There are a couple of present spiritual concerns associated with the word “Return” as connected to our Lord, and us returning to him. First, is what I would call the danger of expanding time, where the Rolex watch goes on and on and on, and the person wearing it does nothing for the cleansing of their soul. I had someone say to me just this week, where the topic of Confession came up quickly in our conversation (it just popped up out of nowhere…Thank you Holy Spirit!) that she hadn’t been to Confession for 25 years. That was probably a conservative estimate. I said “I’m available right now!” After a chuckle or two, the conservative estimate of 25 years continues. But it’s not a joke.

Returning to the Lord is made whole through the grace and power of this Sacrament. I’m not saying it’s easy. But it’s necessary. It’s necessary in order to fully return to God’s banquet.

And second, the other danger associated with the word “Return” is the twisted thought that we have nothing to confess. “C’mon, Fr. Riley, start my canonization process right now! Tell Pope Francis to include me in the Communion of Saints even before I croak!” Well, such thinking proves beyond a reasonable doubt that pride is working is such a person’s heart.
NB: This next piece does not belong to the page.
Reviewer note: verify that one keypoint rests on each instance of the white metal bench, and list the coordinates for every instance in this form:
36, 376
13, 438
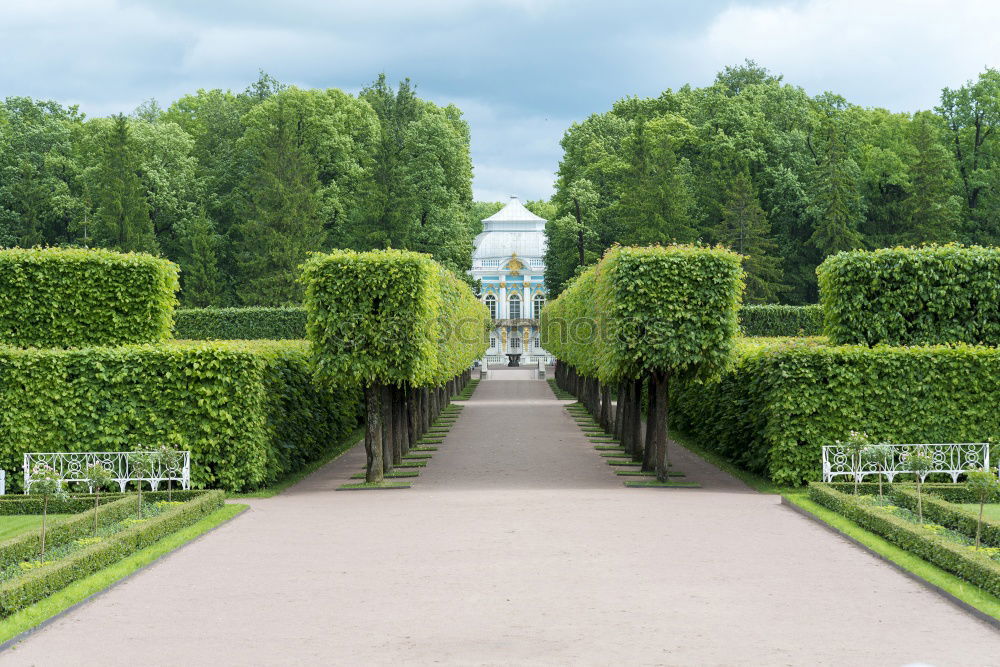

Let none of us think we are sinless. That thought originates in the demon disguising himself as an angel of light. We are in need of “returning,” because we are all in need of constant conversion.

The 1st Sunday of Advent; “Watch,” not the metal kind on our hands, but the Divine Person who comes to us. “Be alert,” be ready for the light to change, and be alert for the Light of the World, Jesus Christ. And “Return;” come to the Sacrament of God’s grace and forgiveness. It sets the table for the Lord’s return to us.